The Spice Boyz are burning up.
"I can't stand in one place, it's so hot!" Jason Roberts, star striker for Grenada's national soccer team, said as he gingerly stepped to the sideline yesterday at Howard University's Greene Stadium to relieve his burning feet.
Cleats and socks were no match for the searing artificial turf, where the Boyz -- who take their nickname from Grenada's spice industry -- have been training this week in preparation for Sunday's 2006 World Cup qualifier against the heavily favored United States in Columbus, Ohio.
"Ya, mon, it's hotter here than in Grenada," Coach Alister Debellotte said. "The sun is biting us."
Grenada, a speck of islands in the southern Caribbean, sent its obscure team to Washington for training camp because of the strong ties between its soccer federation and the expatriate community in this area. A group of six local residents, including Mount Rainier attorney Windell Thomas, a former Howard player, helped arrange the stay.
The players have lived in a dormitory next to the stadium, eaten lunch in the campus cafeteria and strategized in the dorm's stately club room. Yesterday before practice, Debellotte was moving Styrofoam and plastic cups around on a table in front of the assembled players to illustrate formations.
The delegation attended a reception at the Grenada embassy on Wednesday and met with Ambassador Denis Antoine. Today they will fly to Columbus for the opener of a two-game, total-goals second-round series, with the return leg a week later in St. George's, the Grenadan capital. The winner will advance to the semifinal round starting in August.
"We feel like we're at home," said Debellotte, a former soccer and cricket player. "Everyone has been very, very, very accommodating. We can depend on the people here; they know what we need. It's good to be around friends."
Howard's connections to Grenada go well beyond soccer. The country's prime minister, Keith Mitchell, earned his masters in mathematics from Howard in 1975. And after receiving his PhD from American University, he was a Howard professor for six years.
Starting goalkeeper Kellon Baptiste, whose full-time job is as a dockworker, has been to Washington a few times. His brother Kyron attended the University of the District of Columbia for a year before transferring to Lincoln (Pa.) to play basketball and soccer, and is now working on his masters at Strayer.

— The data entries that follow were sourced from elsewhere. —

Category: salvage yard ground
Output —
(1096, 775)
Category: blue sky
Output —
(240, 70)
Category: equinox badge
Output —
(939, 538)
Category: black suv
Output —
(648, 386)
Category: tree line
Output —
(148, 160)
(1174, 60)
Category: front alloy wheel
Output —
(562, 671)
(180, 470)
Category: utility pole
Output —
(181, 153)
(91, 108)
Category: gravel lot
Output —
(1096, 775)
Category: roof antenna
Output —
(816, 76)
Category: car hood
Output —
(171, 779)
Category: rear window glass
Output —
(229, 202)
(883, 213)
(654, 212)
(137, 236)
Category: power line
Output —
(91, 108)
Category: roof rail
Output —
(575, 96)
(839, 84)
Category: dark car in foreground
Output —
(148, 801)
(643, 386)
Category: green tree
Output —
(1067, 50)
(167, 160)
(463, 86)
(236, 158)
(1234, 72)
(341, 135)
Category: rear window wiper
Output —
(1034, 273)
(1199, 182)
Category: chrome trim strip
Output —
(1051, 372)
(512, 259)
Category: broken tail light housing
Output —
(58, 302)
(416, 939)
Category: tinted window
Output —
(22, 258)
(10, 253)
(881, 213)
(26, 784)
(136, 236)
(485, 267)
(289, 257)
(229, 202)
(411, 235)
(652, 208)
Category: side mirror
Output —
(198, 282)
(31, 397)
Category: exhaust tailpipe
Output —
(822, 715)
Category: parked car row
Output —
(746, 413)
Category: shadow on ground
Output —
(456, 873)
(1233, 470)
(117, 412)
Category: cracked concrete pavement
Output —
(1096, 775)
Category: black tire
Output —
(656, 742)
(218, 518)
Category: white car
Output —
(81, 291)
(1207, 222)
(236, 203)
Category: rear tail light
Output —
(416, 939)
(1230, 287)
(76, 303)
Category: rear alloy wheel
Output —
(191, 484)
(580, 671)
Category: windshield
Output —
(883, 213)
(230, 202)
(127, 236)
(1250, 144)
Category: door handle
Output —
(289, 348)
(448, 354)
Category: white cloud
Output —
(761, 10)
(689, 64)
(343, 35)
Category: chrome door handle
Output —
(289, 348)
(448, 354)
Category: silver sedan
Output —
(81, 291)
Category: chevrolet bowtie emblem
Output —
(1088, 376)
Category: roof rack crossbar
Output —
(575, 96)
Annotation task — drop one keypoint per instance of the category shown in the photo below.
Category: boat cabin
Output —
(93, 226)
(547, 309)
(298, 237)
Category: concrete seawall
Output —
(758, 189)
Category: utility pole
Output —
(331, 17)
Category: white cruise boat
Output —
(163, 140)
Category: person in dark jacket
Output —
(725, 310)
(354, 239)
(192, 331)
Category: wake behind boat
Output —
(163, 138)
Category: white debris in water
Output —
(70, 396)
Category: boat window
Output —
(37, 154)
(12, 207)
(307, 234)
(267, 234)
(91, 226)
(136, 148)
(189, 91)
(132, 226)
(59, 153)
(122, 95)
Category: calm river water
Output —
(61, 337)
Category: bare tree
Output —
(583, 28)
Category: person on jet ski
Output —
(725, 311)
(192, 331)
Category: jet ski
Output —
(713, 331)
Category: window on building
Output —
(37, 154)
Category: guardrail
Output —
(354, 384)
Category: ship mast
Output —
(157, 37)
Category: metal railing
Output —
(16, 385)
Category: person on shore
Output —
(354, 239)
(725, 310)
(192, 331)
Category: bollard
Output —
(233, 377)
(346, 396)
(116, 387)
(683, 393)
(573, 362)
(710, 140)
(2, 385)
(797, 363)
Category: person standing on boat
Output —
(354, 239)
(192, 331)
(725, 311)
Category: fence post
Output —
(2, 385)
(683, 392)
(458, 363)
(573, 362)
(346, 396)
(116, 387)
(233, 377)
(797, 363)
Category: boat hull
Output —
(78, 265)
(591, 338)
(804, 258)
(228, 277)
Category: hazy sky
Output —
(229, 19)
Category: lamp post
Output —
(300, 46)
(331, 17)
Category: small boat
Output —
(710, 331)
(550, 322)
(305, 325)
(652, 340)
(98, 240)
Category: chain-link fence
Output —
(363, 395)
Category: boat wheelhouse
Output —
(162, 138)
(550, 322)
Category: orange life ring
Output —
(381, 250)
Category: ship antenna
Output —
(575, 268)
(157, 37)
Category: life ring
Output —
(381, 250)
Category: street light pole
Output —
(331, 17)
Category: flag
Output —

Several hundred Grenadans living in the United States are planning to travel to Columbus. "They're coming from Washington, New York, Texas, Canada," Debellotte said. "There are probably more Grenadans in the United States than in Grenada."
Grenada has a population of about 95,000 and is best known to Americans for being invaded by U.S. forces in 1983 to stop a political uprising and disrupt Cuba's influence. It's also known as the Island of Spice, primarily for its nutmeg exports; what it's not known for is exporting soccer players, although with this series against the United States, ranked ninth in the world, No. 138-ranked Grenada hopes to improve its profile. "We need players to get exposure," Debellotte said.
The team has also used family ties to boost its shallow player pool. Roberts, the squad's most accomplished player as a member of English First Division club Wigan Athletic, grew up in London, but because his father is from Grenada, he is eligible to represent the country.
Others playing in England are defender Anthony Bedeau with Torquay United, which was just promoted to the Second Division; and midfielder Byron Bubb, who began his career with Millwall and now toils for minor league Aylesbury United.
Most of the players, however, compete on their country's amateur circuit and hold regular jobs. Forward Kithson Bain works construction and defender Brian Benjamin works in the upholstery business.
"Seems like we don't have a chance, from what I've been told," Roberts said sarcastically about his team's prospects against the Americans, quarterfinalists at the 2002 World Cup.
Despite playing alongside many amateurs on the national team, Roberts said: "Their ability is much more than what they've been given credit for. Being on the island, it's hard to be recognized as good footballers. A game like this is a good opportunity to show people how good they are against a top international team."
The Spice Boy with the most insight into the U.S. team is midfielder Shalrie Joseph, who played at St. John's University and now starts for the MLS's New England Revolution. Teammate Ricky Charles was an all-American at South Carolina-Spartanburg.
"We are positive," Baptiste said. "The players understand they're playing a big team, but we're going to go as far as we can. It's a great opportunity for us. . . . A good performance, to me, that's a win."